Back in May, I worked for a now-defunct Taxpayers’ Union organisation for two weeks. I wrote several articles for them which were never published. I feel they are still relevant today, and hope you find them interesting.
While housing prices and rental costs are rapidly contracting, in the highest unemployment figures on record, South African municipalities are seeking a larger slice of our diminishing rate-paying population. This year, increases in municipal rates are being raised to keep up with spiralling costs of electricity and private security, to make up for systemic failures in national infrastructure.
And yet there is little that the taxpayer gets in return. Less than 20 of our 257 municipalities received a clean audit, as billions of taxpayer Rands are frittered away on graft and waste. Service delivery continues to plummet. The biggest share of these increases goes to electricity, largely to pay for the R10-billion installation of new renewables, whose energy density does not yet reach that of traditional energy sources like coal or nuclear, the maintenance on which is notoriously late and sub-par.
The quality of South Africa’s municipal service delivery is in a downward spiral, with strong negative impacts on the agricultural industry. According to the Financial and Fiscal Commission, this is because municipalities are prioritising high wages for staff over the delivery of services.Because of this deterioration, Clover has had to shut its factory in Lichtenburg, which employs over 380 people in a town which can scarcely afford to lose the source of employment. This is due to unreliable supply of both water and electricity.
The greatest point of change is the increase on property taxes, burdening homeowners and small businesses with costs that are difficult to bear as the economy still suffers strain from the effects of arbitrary and ineffective lockdown policies.
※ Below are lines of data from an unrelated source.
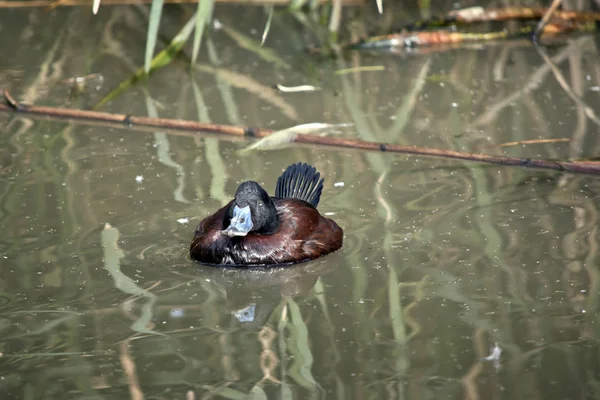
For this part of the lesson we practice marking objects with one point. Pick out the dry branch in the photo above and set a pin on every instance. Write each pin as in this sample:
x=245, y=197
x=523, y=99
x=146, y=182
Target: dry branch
x=129, y=121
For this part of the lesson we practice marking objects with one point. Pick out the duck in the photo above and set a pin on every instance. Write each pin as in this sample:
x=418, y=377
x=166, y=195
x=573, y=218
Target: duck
x=255, y=229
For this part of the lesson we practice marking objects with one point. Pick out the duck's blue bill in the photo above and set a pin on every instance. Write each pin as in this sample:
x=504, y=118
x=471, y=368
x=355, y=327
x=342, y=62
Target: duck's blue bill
x=241, y=222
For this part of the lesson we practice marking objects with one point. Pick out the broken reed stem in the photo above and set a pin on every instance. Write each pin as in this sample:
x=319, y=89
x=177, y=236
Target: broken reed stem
x=131, y=122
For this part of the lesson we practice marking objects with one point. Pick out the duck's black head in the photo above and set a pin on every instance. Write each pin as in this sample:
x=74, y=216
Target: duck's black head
x=252, y=210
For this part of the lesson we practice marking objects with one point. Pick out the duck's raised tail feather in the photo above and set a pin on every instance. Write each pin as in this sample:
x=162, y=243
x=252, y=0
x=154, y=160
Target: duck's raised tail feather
x=300, y=181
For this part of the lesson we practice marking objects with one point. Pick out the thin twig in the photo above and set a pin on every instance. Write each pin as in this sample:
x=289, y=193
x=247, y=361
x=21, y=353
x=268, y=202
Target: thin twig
x=128, y=121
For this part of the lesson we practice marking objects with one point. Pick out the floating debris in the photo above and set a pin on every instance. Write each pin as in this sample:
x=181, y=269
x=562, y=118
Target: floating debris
x=293, y=89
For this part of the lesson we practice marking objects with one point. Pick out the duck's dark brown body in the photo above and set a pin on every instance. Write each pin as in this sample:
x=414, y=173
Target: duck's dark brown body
x=303, y=235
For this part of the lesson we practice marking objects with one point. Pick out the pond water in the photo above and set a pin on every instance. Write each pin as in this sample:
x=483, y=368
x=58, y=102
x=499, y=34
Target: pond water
x=444, y=262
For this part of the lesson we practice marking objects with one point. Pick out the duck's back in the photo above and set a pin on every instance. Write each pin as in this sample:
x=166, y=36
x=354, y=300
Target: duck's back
x=303, y=235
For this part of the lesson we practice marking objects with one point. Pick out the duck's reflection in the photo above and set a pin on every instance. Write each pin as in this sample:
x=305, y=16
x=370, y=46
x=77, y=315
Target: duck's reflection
x=250, y=295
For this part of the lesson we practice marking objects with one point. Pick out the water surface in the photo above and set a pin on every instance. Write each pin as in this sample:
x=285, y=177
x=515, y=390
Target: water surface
x=443, y=260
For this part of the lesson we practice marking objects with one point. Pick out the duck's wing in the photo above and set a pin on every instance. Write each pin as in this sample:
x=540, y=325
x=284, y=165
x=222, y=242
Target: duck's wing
x=300, y=181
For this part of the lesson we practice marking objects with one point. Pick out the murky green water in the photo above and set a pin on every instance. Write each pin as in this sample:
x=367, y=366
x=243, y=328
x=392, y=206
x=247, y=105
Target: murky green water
x=442, y=259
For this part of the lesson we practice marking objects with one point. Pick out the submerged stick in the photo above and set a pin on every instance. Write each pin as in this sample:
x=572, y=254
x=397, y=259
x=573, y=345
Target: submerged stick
x=129, y=121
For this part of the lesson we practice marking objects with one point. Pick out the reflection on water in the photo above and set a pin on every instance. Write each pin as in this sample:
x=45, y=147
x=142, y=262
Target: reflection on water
x=444, y=263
TPN Credit Bureau representatives have pointed out that the pressure on homeowners, who are spending an increasing proportion of their income on housing, is harming economic recovery.
Credit defaults are on the increase across South Africa as these rates increases coincide with the economic situation. Consumer debt has reached an eye-watering R1.9-trillion, with 20.4-billion in defaults alone over the first quarter of 2021. Even those who are relatively wealthy (average starting home loan of more than R1.2 million and take on vehicle loans of more than R450,000) are starting to take strain, as their credit defaults among taxpayers hit R4-billion in the last quarter of 2020, with outstanding loans of over R600-billion.
While the Economic Reform and Restructuring Plan (ERRP) implemented last year aims to improve the state of planning across all three spheres of government (national, provincial, municipal), the changes are yet to be seen by ordinary people, who are still struggling to eke out a living amid the chaos. By adding 60 000 labour-ntensive jobs to the civil service as part of its broader plan, the ERRP does not appear to be combating the kinds of disproportionate expenditure experts have diagnosed as one of the key reasons for municipal failure, but instead appear to be doubling down with expensive make-work projects which, judging by past government track-record, are unlikely to be delivered timeously, on budget or of any reasonable quality.
It pledges an additional 300 000 educational-sector workers, though considering that South Africa already spends among the most of any country in the world on education as a proportion of GDP, and receives some of the worst education in the world, it is hard to see how this will contribute to improving circumstances without significant reforms. While expansions to infrastructure are also on the cards, without visible commitments to replacing decaying water treatment services or a change in the sorts of contractors used to build the long-overdue power stations needed to provide adequate electricity, it appears unlikely that things will change.
Overall, the government’s approaches to existing problems do not appear to address the structural issues which are driving the deterioration of service delivery. Nor is the burden on the civil service being alleviated through layoffs or procurement of more efficient private contractors through open and transparent tender processes. Instead, the government has committed to throwing more money at the problem without reforming existing laws and practices, and allowing the taxpayer to foot the bill for structural incompetence and corruption.
Without adequate change soon, more municipalities will have to be seized by ratepayers, as has happened in Harrismith, Koster and Swartruggens. Judges declare that these victories can only be short-term, but with the current state of municipal management, not just in ANC-run areas, but in the rest of the country too, it may be become an ever-more common solution to the destruction of ordinary citizens’ livelihoods.